Every weekday morning, as medical rounds in the Johns Hopkins Children’s Center wrap up, Phoebe Bacon finishes arranging 100 books on a three-tiered cart and heads to a unit. Room by room, the Children’s Center librarian tells patients and their parents about the hospital’s library and offers assistance finding a desired book. Then she invites them to pick books from the cart—favorites like Piggie & Elephant by Mo Willems or Bernard Most’s La Vaca Que Decia OINK. Drawing from more than two decades as a school librarian, Bacon can offer a quick summary of nearly any book on the cart.
As a child who grew up traveling overseas with her family, Bacon understands how books can create a refuge. At the same time, she feels comfortable in a hospital setting; Bacon worked as a nurse in the adolescent psychiatric unit at the Johns Hopkins Children’s Center. After deciding to pursue a master’s degree in library science, however, she worked for 23 years at independent schools and at the Enoch Pratt Free Library. The position of hospital pediatric librarian, which she took in 2012, merges her nursing and library backgrounds.

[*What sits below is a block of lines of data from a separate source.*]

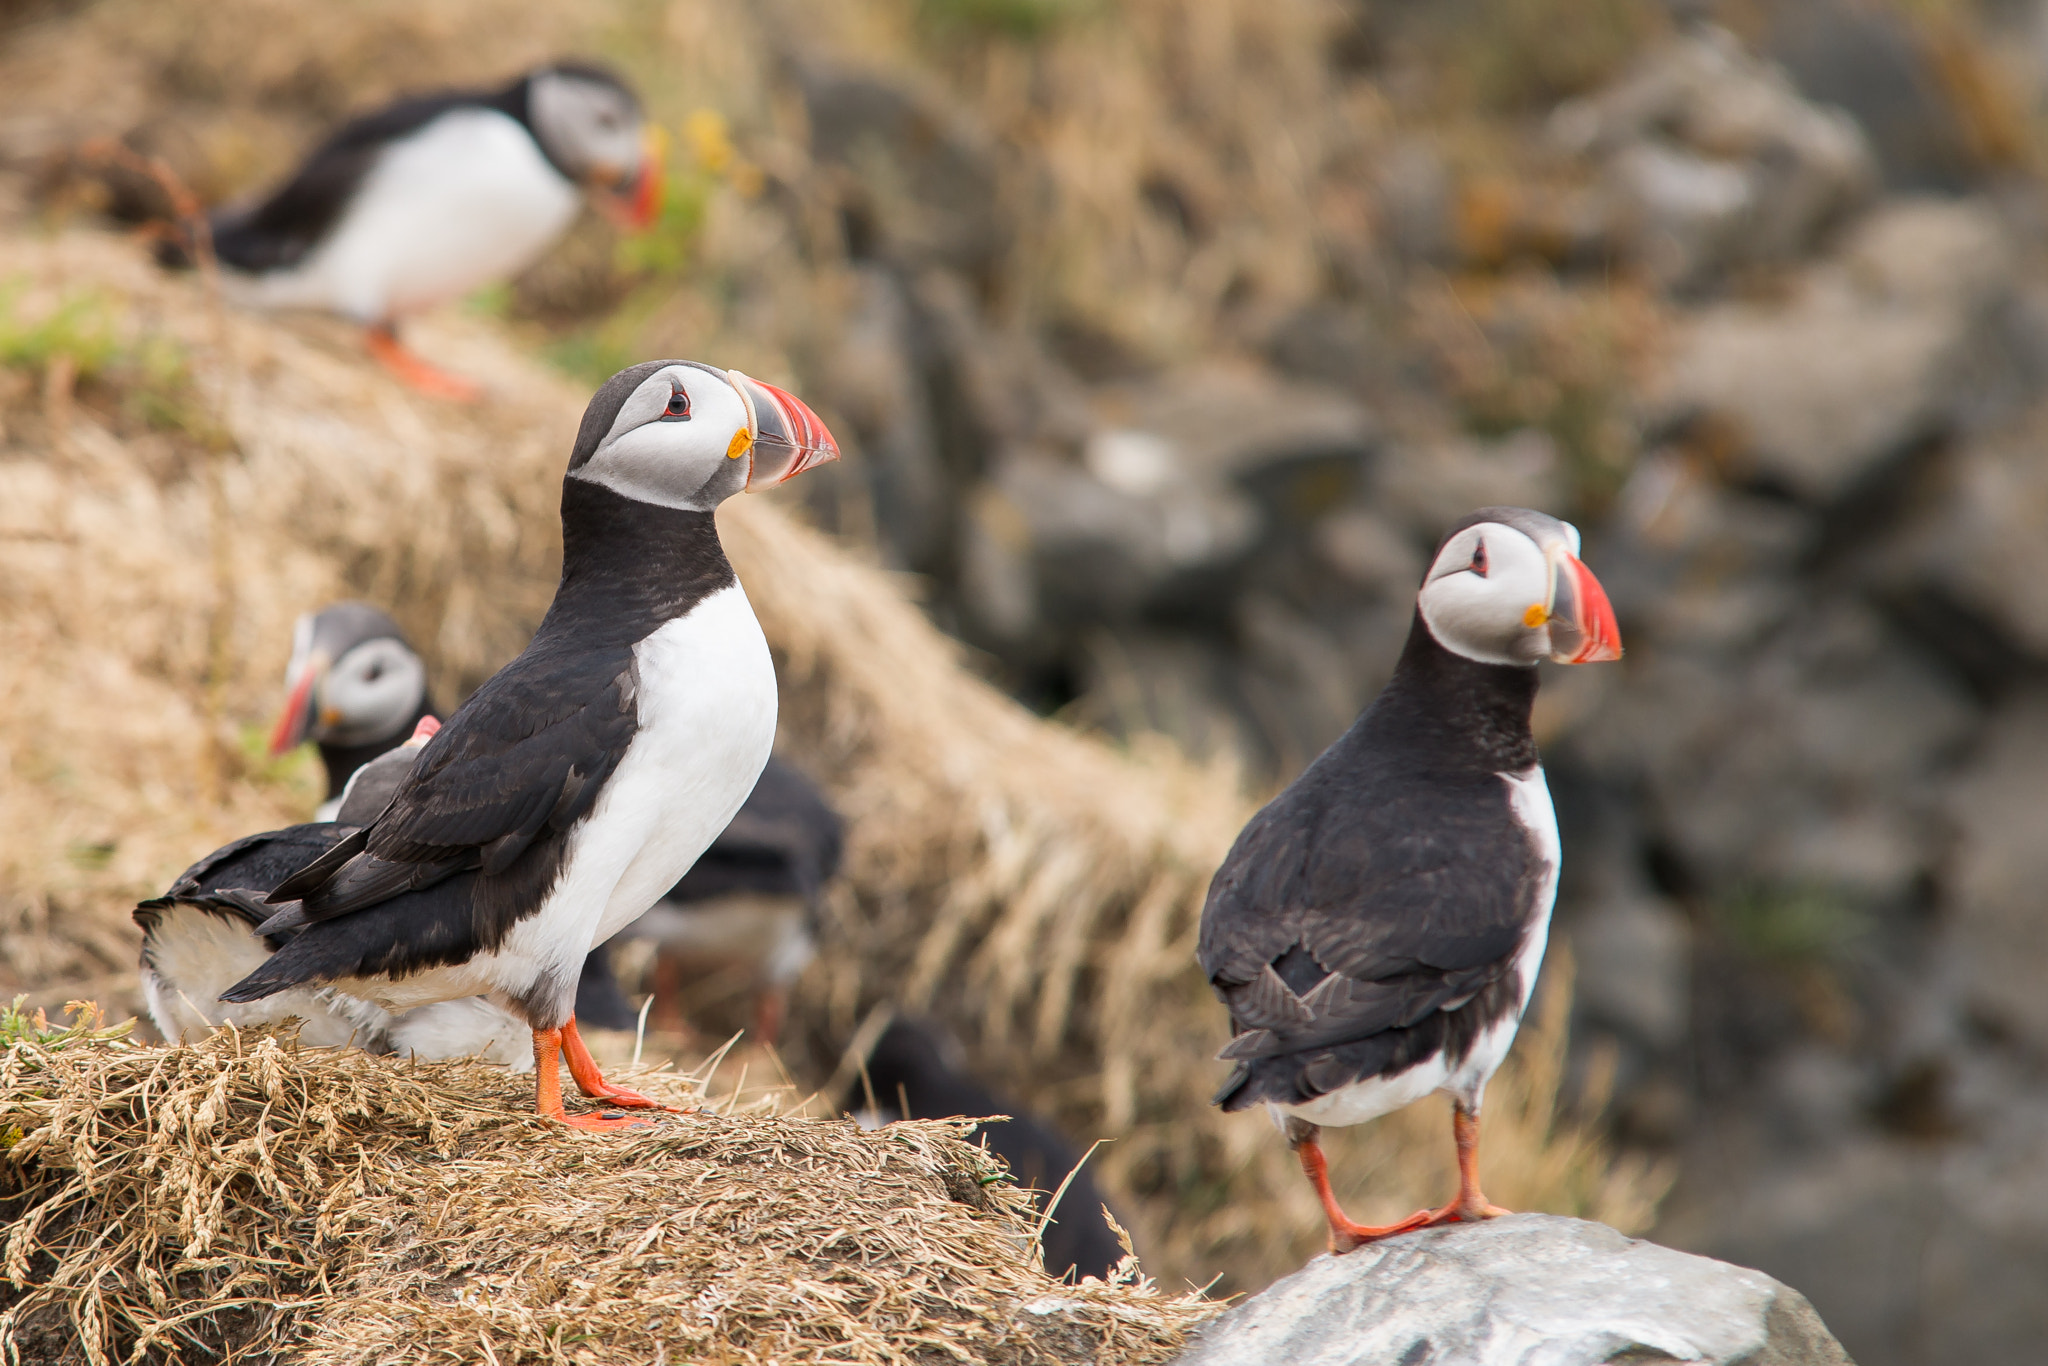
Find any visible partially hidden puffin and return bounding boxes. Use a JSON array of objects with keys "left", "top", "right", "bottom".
[
  {"left": 266, "top": 601, "right": 436, "bottom": 820},
  {"left": 848, "top": 1017, "right": 1128, "bottom": 1283},
  {"left": 163, "top": 61, "right": 663, "bottom": 398},
  {"left": 217, "top": 360, "right": 837, "bottom": 1129},
  {"left": 1198, "top": 507, "right": 1622, "bottom": 1252},
  {"left": 138, "top": 718, "right": 535, "bottom": 1067}
]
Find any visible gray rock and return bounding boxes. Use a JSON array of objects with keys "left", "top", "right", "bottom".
[
  {"left": 1169, "top": 1215, "right": 1852, "bottom": 1366},
  {"left": 1569, "top": 891, "right": 1692, "bottom": 1052},
  {"left": 1550, "top": 27, "right": 1875, "bottom": 288},
  {"left": 1888, "top": 405, "right": 2048, "bottom": 663},
  {"left": 1944, "top": 696, "right": 2048, "bottom": 1053},
  {"left": 802, "top": 67, "right": 1004, "bottom": 275},
  {"left": 1646, "top": 199, "right": 2010, "bottom": 503}
]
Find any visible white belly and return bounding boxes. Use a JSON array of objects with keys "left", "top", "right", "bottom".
[
  {"left": 1275, "top": 764, "right": 1561, "bottom": 1129},
  {"left": 348, "top": 583, "right": 777, "bottom": 1022},
  {"left": 236, "top": 108, "right": 582, "bottom": 323}
]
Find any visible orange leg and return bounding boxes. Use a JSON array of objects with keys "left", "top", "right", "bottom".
[
  {"left": 559, "top": 1016, "right": 675, "bottom": 1111},
  {"left": 365, "top": 323, "right": 482, "bottom": 402},
  {"left": 751, "top": 983, "right": 788, "bottom": 1048},
  {"left": 1289, "top": 1105, "right": 1510, "bottom": 1254},
  {"left": 532, "top": 1023, "right": 656, "bottom": 1132}
]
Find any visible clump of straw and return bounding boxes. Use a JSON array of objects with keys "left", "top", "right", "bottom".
[{"left": 1, "top": 1024, "right": 1211, "bottom": 1365}]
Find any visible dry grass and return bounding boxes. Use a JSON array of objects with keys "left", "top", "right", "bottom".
[{"left": 1, "top": 1022, "right": 1209, "bottom": 1365}]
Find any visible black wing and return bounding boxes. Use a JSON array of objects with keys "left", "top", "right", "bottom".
[
  {"left": 258, "top": 642, "right": 640, "bottom": 937},
  {"left": 210, "top": 90, "right": 499, "bottom": 273},
  {"left": 134, "top": 823, "right": 358, "bottom": 941},
  {"left": 1196, "top": 756, "right": 1546, "bottom": 1106}
]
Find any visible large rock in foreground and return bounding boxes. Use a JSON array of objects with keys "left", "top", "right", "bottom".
[{"left": 1170, "top": 1215, "right": 1852, "bottom": 1366}]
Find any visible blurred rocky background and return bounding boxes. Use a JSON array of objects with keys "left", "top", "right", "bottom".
[{"left": 10, "top": 0, "right": 2048, "bottom": 1360}]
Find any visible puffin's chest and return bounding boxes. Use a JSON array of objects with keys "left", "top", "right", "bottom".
[{"left": 585, "top": 583, "right": 779, "bottom": 937}]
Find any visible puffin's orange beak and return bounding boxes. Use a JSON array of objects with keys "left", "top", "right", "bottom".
[
  {"left": 593, "top": 125, "right": 667, "bottom": 232},
  {"left": 727, "top": 371, "right": 841, "bottom": 489},
  {"left": 267, "top": 657, "right": 324, "bottom": 758},
  {"left": 1546, "top": 551, "right": 1622, "bottom": 664}
]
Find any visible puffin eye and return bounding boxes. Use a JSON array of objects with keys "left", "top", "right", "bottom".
[
  {"left": 662, "top": 388, "right": 691, "bottom": 421},
  {"left": 1469, "top": 540, "right": 1488, "bottom": 577},
  {"left": 364, "top": 662, "right": 384, "bottom": 683}
]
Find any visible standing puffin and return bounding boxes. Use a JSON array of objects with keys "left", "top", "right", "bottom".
[
  {"left": 163, "top": 62, "right": 663, "bottom": 398},
  {"left": 267, "top": 601, "right": 436, "bottom": 820},
  {"left": 218, "top": 360, "right": 838, "bottom": 1129},
  {"left": 1199, "top": 507, "right": 1622, "bottom": 1252}
]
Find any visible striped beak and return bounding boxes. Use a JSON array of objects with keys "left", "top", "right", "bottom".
[
  {"left": 726, "top": 371, "right": 841, "bottom": 489},
  {"left": 1544, "top": 548, "right": 1622, "bottom": 664},
  {"left": 267, "top": 651, "right": 327, "bottom": 757}
]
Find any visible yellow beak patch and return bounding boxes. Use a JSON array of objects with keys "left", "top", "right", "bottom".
[
  {"left": 1523, "top": 604, "right": 1550, "bottom": 628},
  {"left": 726, "top": 429, "right": 753, "bottom": 460}
]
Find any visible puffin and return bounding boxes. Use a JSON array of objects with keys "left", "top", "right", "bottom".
[
  {"left": 848, "top": 1017, "right": 1128, "bottom": 1283},
  {"left": 160, "top": 61, "right": 663, "bottom": 398},
  {"left": 138, "top": 717, "right": 533, "bottom": 1066},
  {"left": 626, "top": 755, "right": 843, "bottom": 1044},
  {"left": 217, "top": 359, "right": 838, "bottom": 1130},
  {"left": 266, "top": 601, "right": 436, "bottom": 820},
  {"left": 1198, "top": 507, "right": 1622, "bottom": 1252}
]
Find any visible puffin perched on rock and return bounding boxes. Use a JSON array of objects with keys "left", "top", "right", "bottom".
[
  {"left": 161, "top": 62, "right": 662, "bottom": 398},
  {"left": 211, "top": 360, "right": 836, "bottom": 1129},
  {"left": 1199, "top": 507, "right": 1621, "bottom": 1252},
  {"left": 139, "top": 718, "right": 534, "bottom": 1066}
]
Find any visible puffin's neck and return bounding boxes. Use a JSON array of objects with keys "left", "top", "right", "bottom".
[
  {"left": 539, "top": 481, "right": 736, "bottom": 648},
  {"left": 1360, "top": 611, "right": 1540, "bottom": 773},
  {"left": 317, "top": 694, "right": 437, "bottom": 798}
]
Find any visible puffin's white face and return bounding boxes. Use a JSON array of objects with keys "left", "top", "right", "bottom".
[
  {"left": 316, "top": 637, "right": 428, "bottom": 746},
  {"left": 529, "top": 71, "right": 646, "bottom": 189},
  {"left": 1418, "top": 516, "right": 1621, "bottom": 667},
  {"left": 270, "top": 604, "right": 429, "bottom": 757},
  {"left": 570, "top": 362, "right": 840, "bottom": 512}
]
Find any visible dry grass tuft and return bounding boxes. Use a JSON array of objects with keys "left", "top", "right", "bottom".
[{"left": 1, "top": 1025, "right": 1208, "bottom": 1365}]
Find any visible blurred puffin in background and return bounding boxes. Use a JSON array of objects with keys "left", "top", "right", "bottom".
[
  {"left": 159, "top": 61, "right": 663, "bottom": 398},
  {"left": 217, "top": 360, "right": 838, "bottom": 1129},
  {"left": 1199, "top": 507, "right": 1622, "bottom": 1254},
  {"left": 848, "top": 1017, "right": 1128, "bottom": 1283},
  {"left": 267, "top": 601, "right": 435, "bottom": 820}
]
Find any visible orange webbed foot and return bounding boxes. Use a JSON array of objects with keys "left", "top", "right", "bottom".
[{"left": 365, "top": 324, "right": 482, "bottom": 402}]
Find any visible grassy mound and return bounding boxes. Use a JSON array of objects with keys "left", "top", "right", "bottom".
[{"left": 1, "top": 1023, "right": 1208, "bottom": 1365}]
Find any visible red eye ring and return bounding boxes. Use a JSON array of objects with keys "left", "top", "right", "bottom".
[
  {"left": 663, "top": 388, "right": 691, "bottom": 420},
  {"left": 1470, "top": 539, "right": 1488, "bottom": 577}
]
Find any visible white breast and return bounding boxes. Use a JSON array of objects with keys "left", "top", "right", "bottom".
[
  {"left": 1276, "top": 764, "right": 1562, "bottom": 1129},
  {"left": 237, "top": 108, "right": 582, "bottom": 323},
  {"left": 461, "top": 582, "right": 778, "bottom": 1020}
]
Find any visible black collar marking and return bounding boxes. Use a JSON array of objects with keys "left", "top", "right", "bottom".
[{"left": 1196, "top": 610, "right": 1550, "bottom": 1112}]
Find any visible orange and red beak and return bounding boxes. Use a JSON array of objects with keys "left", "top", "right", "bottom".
[
  {"left": 592, "top": 125, "right": 667, "bottom": 232},
  {"left": 267, "top": 654, "right": 325, "bottom": 758},
  {"left": 726, "top": 370, "right": 841, "bottom": 489},
  {"left": 1545, "top": 549, "right": 1623, "bottom": 664}
]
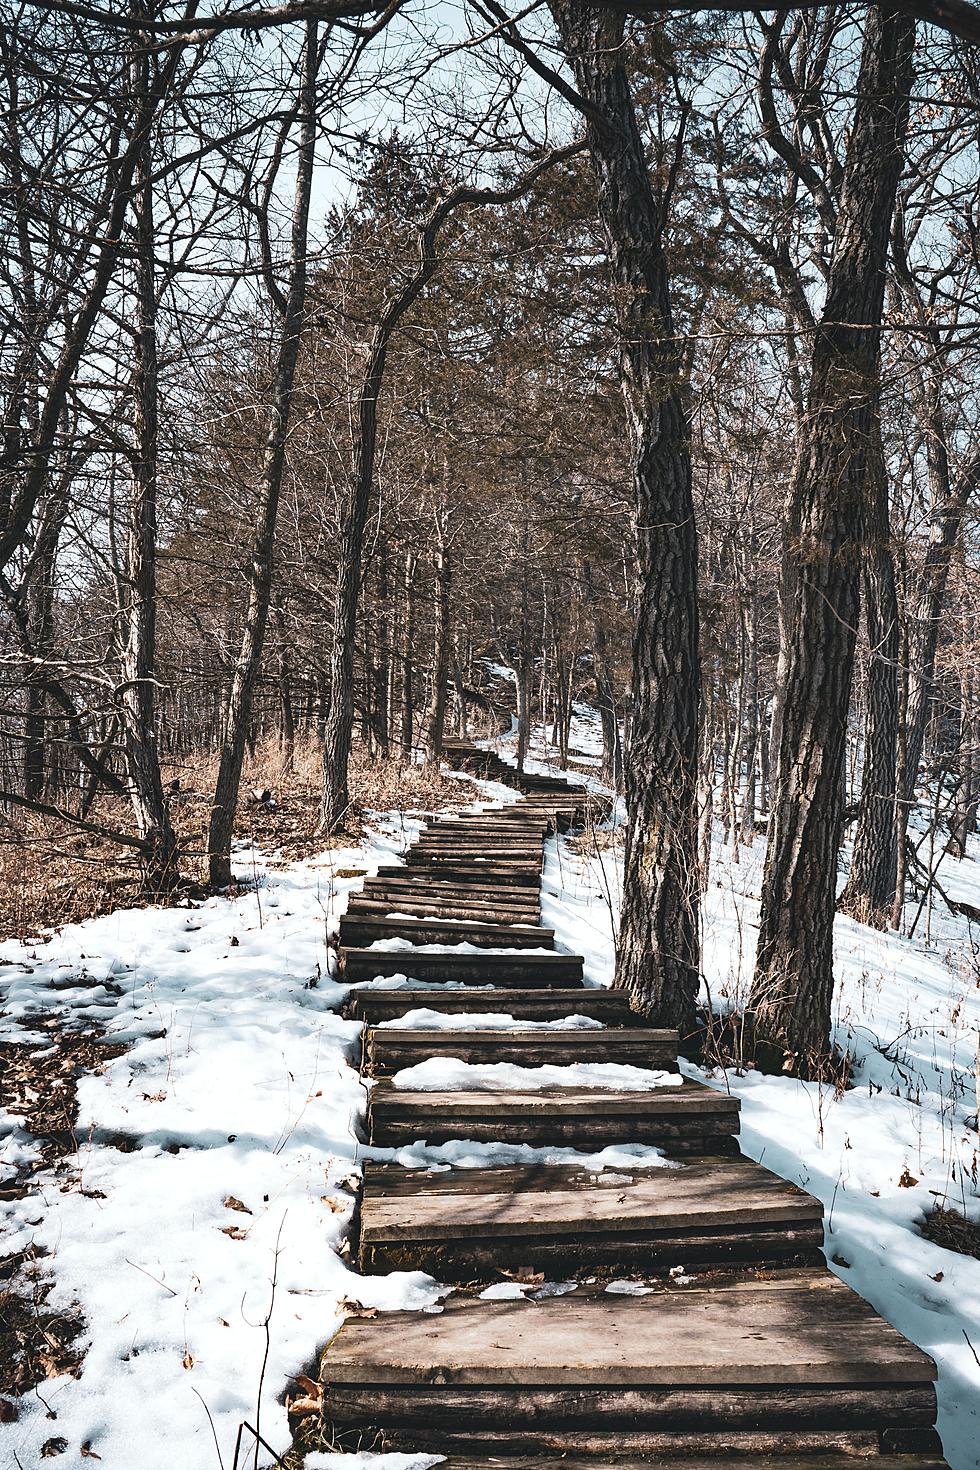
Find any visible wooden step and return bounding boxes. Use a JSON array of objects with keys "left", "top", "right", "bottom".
[
  {"left": 406, "top": 852, "right": 542, "bottom": 869},
  {"left": 339, "top": 949, "right": 585, "bottom": 986},
  {"left": 343, "top": 987, "right": 632, "bottom": 1025},
  {"left": 340, "top": 916, "right": 554, "bottom": 951},
  {"left": 321, "top": 1272, "right": 939, "bottom": 1455},
  {"left": 357, "top": 1155, "right": 823, "bottom": 1276},
  {"left": 355, "top": 878, "right": 539, "bottom": 903},
  {"left": 437, "top": 1459, "right": 948, "bottom": 1470},
  {"left": 347, "top": 897, "right": 541, "bottom": 924},
  {"left": 419, "top": 827, "right": 545, "bottom": 841},
  {"left": 374, "top": 864, "right": 540, "bottom": 888},
  {"left": 367, "top": 1076, "right": 739, "bottom": 1151},
  {"left": 364, "top": 1026, "right": 676, "bottom": 1076}
]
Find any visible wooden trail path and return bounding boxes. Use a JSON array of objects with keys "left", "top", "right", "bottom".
[{"left": 324, "top": 741, "right": 948, "bottom": 1470}]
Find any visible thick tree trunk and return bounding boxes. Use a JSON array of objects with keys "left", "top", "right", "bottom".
[
  {"left": 838, "top": 417, "right": 899, "bottom": 924},
  {"left": 750, "top": 5, "right": 915, "bottom": 1070},
  {"left": 118, "top": 29, "right": 178, "bottom": 891},
  {"left": 550, "top": 1, "right": 701, "bottom": 1033},
  {"left": 208, "top": 21, "right": 318, "bottom": 886}
]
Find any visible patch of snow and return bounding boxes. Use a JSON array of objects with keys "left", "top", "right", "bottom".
[
  {"left": 605, "top": 1279, "right": 654, "bottom": 1295},
  {"left": 390, "top": 1058, "right": 682, "bottom": 1091},
  {"left": 376, "top": 1009, "right": 604, "bottom": 1031},
  {"left": 0, "top": 816, "right": 453, "bottom": 1469}
]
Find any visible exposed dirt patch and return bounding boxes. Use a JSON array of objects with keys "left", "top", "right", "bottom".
[
  {"left": 0, "top": 1246, "right": 86, "bottom": 1416},
  {"left": 0, "top": 1016, "right": 132, "bottom": 1418}
]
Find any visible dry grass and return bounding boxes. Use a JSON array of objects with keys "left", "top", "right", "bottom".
[
  {"left": 921, "top": 1203, "right": 980, "bottom": 1261},
  {"left": 0, "top": 736, "right": 473, "bottom": 944}
]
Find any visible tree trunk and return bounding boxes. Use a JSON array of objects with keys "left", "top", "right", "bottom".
[
  {"left": 208, "top": 21, "right": 318, "bottom": 886},
  {"left": 948, "top": 664, "right": 978, "bottom": 858},
  {"left": 118, "top": 24, "right": 178, "bottom": 891},
  {"left": 750, "top": 5, "right": 915, "bottom": 1070},
  {"left": 581, "top": 560, "right": 622, "bottom": 789},
  {"left": 838, "top": 416, "right": 899, "bottom": 924},
  {"left": 550, "top": 1, "right": 701, "bottom": 1034},
  {"left": 400, "top": 550, "right": 417, "bottom": 759},
  {"left": 423, "top": 511, "right": 452, "bottom": 764}
]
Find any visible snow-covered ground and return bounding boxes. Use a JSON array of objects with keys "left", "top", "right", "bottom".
[
  {"left": 0, "top": 815, "right": 453, "bottom": 1468},
  {"left": 528, "top": 705, "right": 980, "bottom": 1470},
  {"left": 3, "top": 697, "right": 980, "bottom": 1469}
]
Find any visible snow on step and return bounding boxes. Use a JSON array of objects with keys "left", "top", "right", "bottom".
[
  {"left": 373, "top": 862, "right": 541, "bottom": 888},
  {"left": 338, "top": 914, "right": 555, "bottom": 951},
  {"left": 339, "top": 948, "right": 584, "bottom": 986},
  {"left": 367, "top": 1075, "right": 740, "bottom": 1151},
  {"left": 357, "top": 1156, "right": 825, "bottom": 1278},
  {"left": 344, "top": 986, "right": 637, "bottom": 1025},
  {"left": 364, "top": 1025, "right": 678, "bottom": 1076}
]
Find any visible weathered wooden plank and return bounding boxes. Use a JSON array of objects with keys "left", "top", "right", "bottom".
[
  {"left": 367, "top": 1079, "right": 740, "bottom": 1148},
  {"left": 365, "top": 1028, "right": 678, "bottom": 1076},
  {"left": 339, "top": 916, "right": 555, "bottom": 951},
  {"left": 373, "top": 864, "right": 541, "bottom": 888},
  {"left": 321, "top": 1274, "right": 937, "bottom": 1386},
  {"left": 324, "top": 1382, "right": 936, "bottom": 1427},
  {"left": 359, "top": 1222, "right": 826, "bottom": 1277},
  {"left": 347, "top": 898, "right": 542, "bottom": 924},
  {"left": 372, "top": 1079, "right": 737, "bottom": 1119},
  {"left": 340, "top": 950, "right": 584, "bottom": 986},
  {"left": 359, "top": 1156, "right": 820, "bottom": 1239},
  {"left": 364, "top": 871, "right": 540, "bottom": 893},
  {"left": 332, "top": 1428, "right": 928, "bottom": 1458},
  {"left": 359, "top": 1224, "right": 826, "bottom": 1277},
  {"left": 343, "top": 987, "right": 629, "bottom": 1025},
  {"left": 437, "top": 1457, "right": 948, "bottom": 1470}
]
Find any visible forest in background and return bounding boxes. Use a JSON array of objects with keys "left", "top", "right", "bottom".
[{"left": 2, "top": 0, "right": 980, "bottom": 1075}]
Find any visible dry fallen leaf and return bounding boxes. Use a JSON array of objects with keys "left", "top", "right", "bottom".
[
  {"left": 182, "top": 1352, "right": 194, "bottom": 1370},
  {"left": 321, "top": 1195, "right": 345, "bottom": 1213},
  {"left": 286, "top": 1371, "right": 324, "bottom": 1417},
  {"left": 930, "top": 1271, "right": 945, "bottom": 1282},
  {"left": 220, "top": 1225, "right": 248, "bottom": 1240},
  {"left": 80, "top": 1444, "right": 103, "bottom": 1460},
  {"left": 223, "top": 1195, "right": 252, "bottom": 1215},
  {"left": 217, "top": 1317, "right": 230, "bottom": 1327},
  {"left": 898, "top": 1166, "right": 919, "bottom": 1188},
  {"left": 339, "top": 1298, "right": 378, "bottom": 1318}
]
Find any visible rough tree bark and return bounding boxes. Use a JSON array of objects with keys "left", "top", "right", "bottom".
[
  {"left": 549, "top": 0, "right": 701, "bottom": 1033},
  {"left": 207, "top": 20, "right": 318, "bottom": 887},
  {"left": 838, "top": 415, "right": 900, "bottom": 924},
  {"left": 749, "top": 5, "right": 915, "bottom": 1069}
]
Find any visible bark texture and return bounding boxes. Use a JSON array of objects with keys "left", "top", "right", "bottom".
[
  {"left": 750, "top": 5, "right": 915, "bottom": 1066},
  {"left": 550, "top": 1, "right": 701, "bottom": 1032},
  {"left": 839, "top": 415, "right": 899, "bottom": 924}
]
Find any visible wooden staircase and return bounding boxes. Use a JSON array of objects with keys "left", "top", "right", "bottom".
[{"left": 323, "top": 743, "right": 947, "bottom": 1469}]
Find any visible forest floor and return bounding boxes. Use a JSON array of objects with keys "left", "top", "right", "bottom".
[
  {"left": 0, "top": 742, "right": 472, "bottom": 944},
  {"left": 1, "top": 709, "right": 979, "bottom": 1469}
]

How many books are in the library? And why does a pediatric hospital need a library?
There are currently about 6,000 books. The library serves as a resource for parents seeking complete, unbiased information on such topics as special diets and managing chronic illness and databases for scholarly research. It also provides picture books for Child Life staff seeking books to help children cope with a new diagnosis, bereavement and anxieties. And it provides books for parents to read aloud to their children. Finally, it offers inviting chapter books that can transport children of all ages out of the hospital.
How do you select books for hospitalized children?
I buy the same books that I would select in any setting: those with illustrations and words that catch my imagination, make me laugh, or take me on an adventure.
What are some favorites among the children?
For 5-year-olds and under, I have the most success with picture books. Boys like Diary of a Wimpy Kid; girls love Dork Diaries. Graphic novels are also popular.
What’s a typical week?
In addition to preparing the book cart, I meet with parents and patients to suggest age-appropriate reading material, help with searches for information on their health issues and invite them to visit the library. Once a week, I head to the pediatric outpatient Harriet Lane Clinic and leave donated books in the waiting room for anyone to pick up, read and take home.
With all the technology at kids’ fingertips these days, do books still appeal to them?
For many kids who are given a choice between a book and the Internet, the latter will win. A book is a tougher sell today. But kids still read for the same reasons we have always read—it’s pure pleasure to curl up with a book (or electronic reader) and escape into that mystery, graphic novel or fantasy.